Live cinema is the simultaneous real-time creation of sound and image by sonic and visual artists on equal terms
‘Live cinema’ is a term coined to describe real-time audiovisual performances where sound and image are created simultaneously rather than pre-recorded. It distinguishes itself from traditional cinema (linear, narrative, pre-edited) and from VJing (which focuses on mixing existing material). Key markers: no fixed script or storyboard; the performer makes decisions in real time; both audio and visual channels carry equal creative weight. The Transmediale festival’s 2005 definition captures this: ‘the simultaneous creation of sound and image in real time by sonic and visual artists who collaborate on equal terms.’ Live cinema has a long historical lineage (shadow theatre, magic lanterns, colour music, expanded cinema) even though the term is recent.

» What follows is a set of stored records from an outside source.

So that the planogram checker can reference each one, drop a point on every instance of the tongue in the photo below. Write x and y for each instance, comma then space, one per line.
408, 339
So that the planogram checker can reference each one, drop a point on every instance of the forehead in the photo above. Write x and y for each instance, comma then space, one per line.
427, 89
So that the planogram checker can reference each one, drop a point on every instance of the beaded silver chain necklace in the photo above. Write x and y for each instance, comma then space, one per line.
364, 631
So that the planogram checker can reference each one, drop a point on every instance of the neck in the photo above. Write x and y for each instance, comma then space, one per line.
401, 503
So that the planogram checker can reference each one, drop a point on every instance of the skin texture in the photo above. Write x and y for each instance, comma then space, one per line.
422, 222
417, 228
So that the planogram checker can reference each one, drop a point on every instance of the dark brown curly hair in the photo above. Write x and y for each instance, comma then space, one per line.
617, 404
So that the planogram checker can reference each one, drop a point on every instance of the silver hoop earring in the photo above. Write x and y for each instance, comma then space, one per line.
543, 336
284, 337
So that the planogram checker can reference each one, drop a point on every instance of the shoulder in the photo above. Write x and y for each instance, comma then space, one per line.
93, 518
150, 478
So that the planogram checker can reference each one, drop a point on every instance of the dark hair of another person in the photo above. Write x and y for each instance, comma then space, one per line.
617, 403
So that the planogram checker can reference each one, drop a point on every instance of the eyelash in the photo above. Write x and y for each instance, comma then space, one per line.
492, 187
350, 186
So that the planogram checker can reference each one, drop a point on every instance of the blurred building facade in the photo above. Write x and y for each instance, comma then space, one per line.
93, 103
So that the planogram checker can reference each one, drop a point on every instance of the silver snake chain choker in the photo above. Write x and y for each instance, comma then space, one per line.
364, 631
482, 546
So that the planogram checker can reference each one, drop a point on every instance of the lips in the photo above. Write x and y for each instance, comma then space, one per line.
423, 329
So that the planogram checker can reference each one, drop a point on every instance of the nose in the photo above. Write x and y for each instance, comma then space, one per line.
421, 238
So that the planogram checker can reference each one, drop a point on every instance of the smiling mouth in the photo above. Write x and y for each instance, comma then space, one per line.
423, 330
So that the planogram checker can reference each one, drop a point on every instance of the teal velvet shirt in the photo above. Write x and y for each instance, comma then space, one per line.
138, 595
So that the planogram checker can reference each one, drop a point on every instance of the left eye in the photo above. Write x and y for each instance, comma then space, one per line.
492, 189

Understanding this framing prevents conflation with cinema, VJing, or installation art.
Examples
A performer improvising generative visuals live to a musician’s improvised electronic set; a duo where the visualist responds to the audio and the musician responds to the projected image, neither pre-recorded.
Assessment
Given three scenarios (pre-mixed DVD playback at a club, a VJ looping purchased clips to a DJ set, an artist generating visuals live while a musician improvises alongside), identify which qualifies as live cinema and why.